Sunday, July 7, 2013

Lovely Lublin

Four weekends in Poland since my arrival in 4 different Polish cities. It's been an absolute blast. My trip to Lublin lived up to all of my expectations, and more.


Few things make experiencing a city so enjoyable, as visiting with someone who has fallen in love with it. For my friend Lara, Lublin was where she learned to speak the Polish language, made her best friends, and had amazing memories. Though she'd spent less than two months of her life there, she was completely enchanted. From the first moment she mentioned a trip there, I was fully committed. We initially thought our plans may be spoiled by lack of free hostel rooms (which is a bit bizarre, considering we looked a month in advance, and Lublin is by no means a tourist town), but we were able to put together a plan for a weekend away there. Last Friday, Julie, Lara, and I hopped on a PolskiBus (which is much more efficient/clean/comfortable/modern than the Polish train system), and headed to Lublin to stay with Lara's friend Maria.
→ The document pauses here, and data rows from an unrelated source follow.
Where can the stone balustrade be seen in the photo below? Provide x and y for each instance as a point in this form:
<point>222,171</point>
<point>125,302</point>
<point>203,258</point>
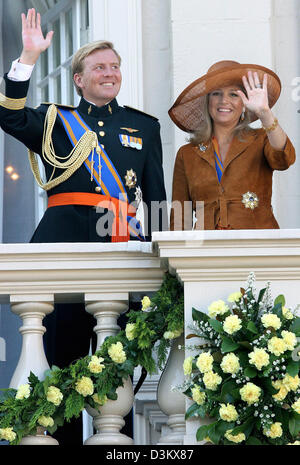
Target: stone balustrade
<point>210,264</point>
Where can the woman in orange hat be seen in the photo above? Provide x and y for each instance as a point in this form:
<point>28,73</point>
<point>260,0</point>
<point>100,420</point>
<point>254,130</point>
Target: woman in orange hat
<point>227,167</point>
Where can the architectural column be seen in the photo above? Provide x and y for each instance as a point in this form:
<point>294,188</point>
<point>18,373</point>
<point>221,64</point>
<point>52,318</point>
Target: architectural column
<point>108,420</point>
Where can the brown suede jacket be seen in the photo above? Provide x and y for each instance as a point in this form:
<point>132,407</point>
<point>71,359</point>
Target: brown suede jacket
<point>248,167</point>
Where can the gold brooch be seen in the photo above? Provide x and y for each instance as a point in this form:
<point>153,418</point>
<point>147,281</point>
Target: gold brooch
<point>250,200</point>
<point>130,178</point>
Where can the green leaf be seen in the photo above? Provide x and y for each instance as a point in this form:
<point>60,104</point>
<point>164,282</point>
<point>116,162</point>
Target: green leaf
<point>74,405</point>
<point>252,328</point>
<point>293,368</point>
<point>228,345</point>
<point>250,372</point>
<point>294,424</point>
<point>245,428</point>
<point>216,325</point>
<point>266,383</point>
<point>223,426</point>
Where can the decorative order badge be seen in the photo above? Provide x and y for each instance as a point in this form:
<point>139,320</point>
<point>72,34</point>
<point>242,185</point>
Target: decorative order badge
<point>130,178</point>
<point>250,200</point>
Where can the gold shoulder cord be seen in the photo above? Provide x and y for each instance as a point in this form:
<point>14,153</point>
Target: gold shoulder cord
<point>71,163</point>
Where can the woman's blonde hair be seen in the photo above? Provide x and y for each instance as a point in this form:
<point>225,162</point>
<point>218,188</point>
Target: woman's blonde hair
<point>205,132</point>
<point>86,50</point>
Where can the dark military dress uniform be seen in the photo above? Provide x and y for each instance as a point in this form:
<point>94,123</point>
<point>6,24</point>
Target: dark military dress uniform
<point>77,223</point>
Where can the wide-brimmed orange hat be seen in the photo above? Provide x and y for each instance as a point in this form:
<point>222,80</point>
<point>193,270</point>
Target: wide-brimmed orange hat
<point>188,110</point>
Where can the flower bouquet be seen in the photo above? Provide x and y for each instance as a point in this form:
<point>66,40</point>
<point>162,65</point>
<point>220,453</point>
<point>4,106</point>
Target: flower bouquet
<point>245,376</point>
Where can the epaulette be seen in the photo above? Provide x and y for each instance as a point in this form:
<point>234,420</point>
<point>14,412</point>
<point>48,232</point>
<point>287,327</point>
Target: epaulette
<point>140,111</point>
<point>60,105</point>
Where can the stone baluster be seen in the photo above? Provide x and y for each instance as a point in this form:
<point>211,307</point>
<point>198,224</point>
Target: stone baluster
<point>108,420</point>
<point>32,310</point>
<point>173,403</point>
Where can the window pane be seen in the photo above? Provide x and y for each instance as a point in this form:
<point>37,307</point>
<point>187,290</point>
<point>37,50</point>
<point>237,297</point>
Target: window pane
<point>56,44</point>
<point>57,89</point>
<point>69,34</point>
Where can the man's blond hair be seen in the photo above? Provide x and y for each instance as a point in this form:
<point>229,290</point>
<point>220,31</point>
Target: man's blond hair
<point>85,51</point>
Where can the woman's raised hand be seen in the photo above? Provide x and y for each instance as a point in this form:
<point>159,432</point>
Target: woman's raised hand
<point>256,100</point>
<point>34,42</point>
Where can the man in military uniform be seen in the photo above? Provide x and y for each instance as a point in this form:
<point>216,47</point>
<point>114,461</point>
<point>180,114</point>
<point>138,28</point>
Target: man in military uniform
<point>96,154</point>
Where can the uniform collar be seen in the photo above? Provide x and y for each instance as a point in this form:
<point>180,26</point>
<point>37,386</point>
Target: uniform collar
<point>98,112</point>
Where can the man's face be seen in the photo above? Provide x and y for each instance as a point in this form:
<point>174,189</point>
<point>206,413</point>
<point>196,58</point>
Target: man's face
<point>101,78</point>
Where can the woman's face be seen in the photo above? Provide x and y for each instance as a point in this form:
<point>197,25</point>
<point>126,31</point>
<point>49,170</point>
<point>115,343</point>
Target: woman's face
<point>225,106</point>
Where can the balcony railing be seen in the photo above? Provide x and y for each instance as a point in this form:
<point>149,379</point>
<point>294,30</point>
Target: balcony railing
<point>210,264</point>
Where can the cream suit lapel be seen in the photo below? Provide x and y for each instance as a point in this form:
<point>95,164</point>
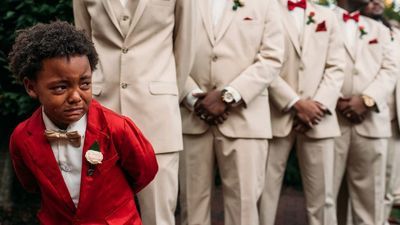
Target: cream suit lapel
<point>361,40</point>
<point>226,20</point>
<point>110,12</point>
<point>206,18</point>
<point>339,12</point>
<point>290,27</point>
<point>309,29</point>
<point>138,13</point>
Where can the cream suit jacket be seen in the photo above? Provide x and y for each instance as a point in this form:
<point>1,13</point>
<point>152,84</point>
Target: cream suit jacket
<point>244,51</point>
<point>313,69</point>
<point>394,98</point>
<point>138,75</point>
<point>370,70</point>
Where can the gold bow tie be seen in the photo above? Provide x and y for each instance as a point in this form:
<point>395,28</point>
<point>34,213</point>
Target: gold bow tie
<point>72,137</point>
We got in late Friday evening, but we rallied our strength and headed into old town for our first glimpse of the city. While Lublin is still in need of some repairs, it is in the process of grand renovations, which are fully revitalizing the beautiful historic districts. After an initial walk, we got some not so traditional kebabs at Kebab Habiby. If you aren't aware, kebabs are quite fashionable street food in Europe, especially from Germany on East. I've had some delicious kebabs during my time abroad, but Kebab Habiby's are likely my favorite. There that kind of truly amazing food that you dream about afterwards. If you're in Lublin, before you get pierogi or nalesniki, I suggest you first get a lamb kebab with mixed garlic and hot sauces at Kebab Habiby (my mouth is watering just thinking about them).

After a walk and dinner, we even managed to muster up enough energy for a drink out (working long weeks really kills your affinity for "going out" on the weekends) at Club Opium. Luckily, it turned out it was a pretty chill night at the bar, and we enjoyed beers in a lounge area, before heading back for some much needed rest.
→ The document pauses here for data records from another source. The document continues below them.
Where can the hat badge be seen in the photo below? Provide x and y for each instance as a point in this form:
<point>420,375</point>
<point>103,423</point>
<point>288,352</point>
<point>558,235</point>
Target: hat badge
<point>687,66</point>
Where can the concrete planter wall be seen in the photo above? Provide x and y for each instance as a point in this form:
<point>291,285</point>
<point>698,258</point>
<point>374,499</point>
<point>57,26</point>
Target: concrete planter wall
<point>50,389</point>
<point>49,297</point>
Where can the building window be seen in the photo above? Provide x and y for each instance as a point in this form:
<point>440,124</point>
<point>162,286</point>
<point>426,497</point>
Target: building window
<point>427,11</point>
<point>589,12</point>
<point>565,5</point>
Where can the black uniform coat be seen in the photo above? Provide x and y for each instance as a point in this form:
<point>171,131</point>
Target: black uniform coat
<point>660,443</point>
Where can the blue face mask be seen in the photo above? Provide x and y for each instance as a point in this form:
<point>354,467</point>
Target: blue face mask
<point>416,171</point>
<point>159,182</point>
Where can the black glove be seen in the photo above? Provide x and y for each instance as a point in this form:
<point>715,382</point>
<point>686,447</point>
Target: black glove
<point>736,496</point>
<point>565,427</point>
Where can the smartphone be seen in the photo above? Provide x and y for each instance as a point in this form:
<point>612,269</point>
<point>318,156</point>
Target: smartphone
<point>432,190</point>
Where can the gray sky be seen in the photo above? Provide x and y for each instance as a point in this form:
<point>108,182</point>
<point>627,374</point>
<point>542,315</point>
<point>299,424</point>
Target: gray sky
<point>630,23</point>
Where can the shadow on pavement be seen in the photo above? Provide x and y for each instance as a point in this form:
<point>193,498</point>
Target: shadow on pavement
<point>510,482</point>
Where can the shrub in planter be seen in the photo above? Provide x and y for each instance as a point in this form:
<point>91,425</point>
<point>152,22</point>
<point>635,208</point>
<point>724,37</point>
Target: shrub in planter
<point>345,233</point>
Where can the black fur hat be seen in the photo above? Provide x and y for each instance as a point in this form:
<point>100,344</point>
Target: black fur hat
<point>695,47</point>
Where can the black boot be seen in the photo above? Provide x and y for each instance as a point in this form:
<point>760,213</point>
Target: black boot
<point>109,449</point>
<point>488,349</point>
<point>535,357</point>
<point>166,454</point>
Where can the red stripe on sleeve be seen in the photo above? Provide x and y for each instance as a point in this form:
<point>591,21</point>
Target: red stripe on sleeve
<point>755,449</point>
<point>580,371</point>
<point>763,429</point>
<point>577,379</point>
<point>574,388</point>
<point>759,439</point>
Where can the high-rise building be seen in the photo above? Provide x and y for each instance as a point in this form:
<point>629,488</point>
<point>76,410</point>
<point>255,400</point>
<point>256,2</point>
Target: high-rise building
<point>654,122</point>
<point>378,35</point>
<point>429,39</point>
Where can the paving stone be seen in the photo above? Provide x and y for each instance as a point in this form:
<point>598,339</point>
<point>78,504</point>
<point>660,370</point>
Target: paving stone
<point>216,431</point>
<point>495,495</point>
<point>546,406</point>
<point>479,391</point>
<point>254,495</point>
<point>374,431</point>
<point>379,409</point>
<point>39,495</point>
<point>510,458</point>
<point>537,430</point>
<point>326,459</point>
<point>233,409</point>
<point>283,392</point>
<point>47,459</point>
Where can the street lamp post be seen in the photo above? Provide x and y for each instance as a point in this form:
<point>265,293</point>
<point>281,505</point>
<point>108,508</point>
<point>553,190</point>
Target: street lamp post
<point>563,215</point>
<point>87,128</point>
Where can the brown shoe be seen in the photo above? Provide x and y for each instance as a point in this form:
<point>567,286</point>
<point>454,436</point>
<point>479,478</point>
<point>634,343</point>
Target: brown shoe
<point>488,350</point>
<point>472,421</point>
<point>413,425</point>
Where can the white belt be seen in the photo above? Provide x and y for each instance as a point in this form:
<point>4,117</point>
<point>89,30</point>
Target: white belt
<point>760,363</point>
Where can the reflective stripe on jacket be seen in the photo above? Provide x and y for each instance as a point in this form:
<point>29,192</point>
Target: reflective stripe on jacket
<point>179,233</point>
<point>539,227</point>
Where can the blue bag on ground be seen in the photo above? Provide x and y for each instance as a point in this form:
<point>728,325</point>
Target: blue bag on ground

Saturday morning I got to sleep in a little. Maria kindly squeezed all of us into her very functional apartment, and fed us some delicious breakfast, before serving as our chauffeur and tour guide of the area. Most of Saturday was spent touring nearby Majdanek. After our trip there, we had a late lunch at an Irish pub (it was by no means a traditional weekend in terms of food), before exploring more of Old Town Lublin. It was fun to walk around and hear Lara's stories about her time there. She actually participated in an intensive language course in Lublin, where she spent 8 hours a day in courses, and any free time out exploring the town and nearby areas. It obviously payed off, as Lara is one of the few Americans I've ever met who is fluent in Polish (I can barely say hello and excuse me).

Old Town Lublin

Archway in Old Town Lublin

Julie, Lara, and I in Old Town Lublin

Saturday night we squeezed another person into the apartment, one of Maria's friends who was visiting from Warsaw. After some brief rest, we headed back to Old Town for a night out at Dom Kultury. Lublin is a large university town, hosting thousands of students at its six universities. As a result, it has a wonderfully eclectic nightlife. The club we went to is newer, and it is absolutely amazing. I had a really great time. Lara had really wanted to go out in Lublin, both to relive her glory days of summers there, and to celebrate her friend Maria's upcoming wedding. Maria's getting married to an American in September, so this was the only opportunity Lara had to go out with her before the big day. As a result, we threw her an unofficial bachelorette/girl's night out, which I think was quite a success. The DJ was excellent, and we had a blast dancing and getting to know one another.

The weekend went by too quickly, as it was Sunday before I knew it. Maria dropped us and our luggage off in Old Town so we could spend the last hours of our time in Lublin there, before catching our bus back to Warsaw. We spent most of the day at Lublin Castle. It's one of the highlights of visiting the town. Though the facade is a little underwhelming, it hosts a very interesting folk art museum, and the absolutely breathtaking Holy Trinity Chapel. If ever in Lublin, it's a must-see. The Chapel was originally completed in 1418, and is decorated with paintings displaying a mix of Western and Eastern Orthodox styles. Most of the castle was completely renovated when Russia took over the area in the 1800s, and from 1831-1954, the castle served as a prison (under the Tsars of Russia, free Poland, Nazi occupation, and Soviet rule), but the Chapel was spared.

Holy Trinity Chapel at Lublin Castle

Panorama of Holy Trinity Chapel

View of Old Town Lublin from Lublin Castle

The trip back to Warsaw was restless. I was sad to leave Lublin, but also ready to be "home" and relax. It was a great way to mark my halfway point for my trip, and to say goodbye to Lara before she headed back to the United States. It seems the constant question for the last week has been, where is the summer going?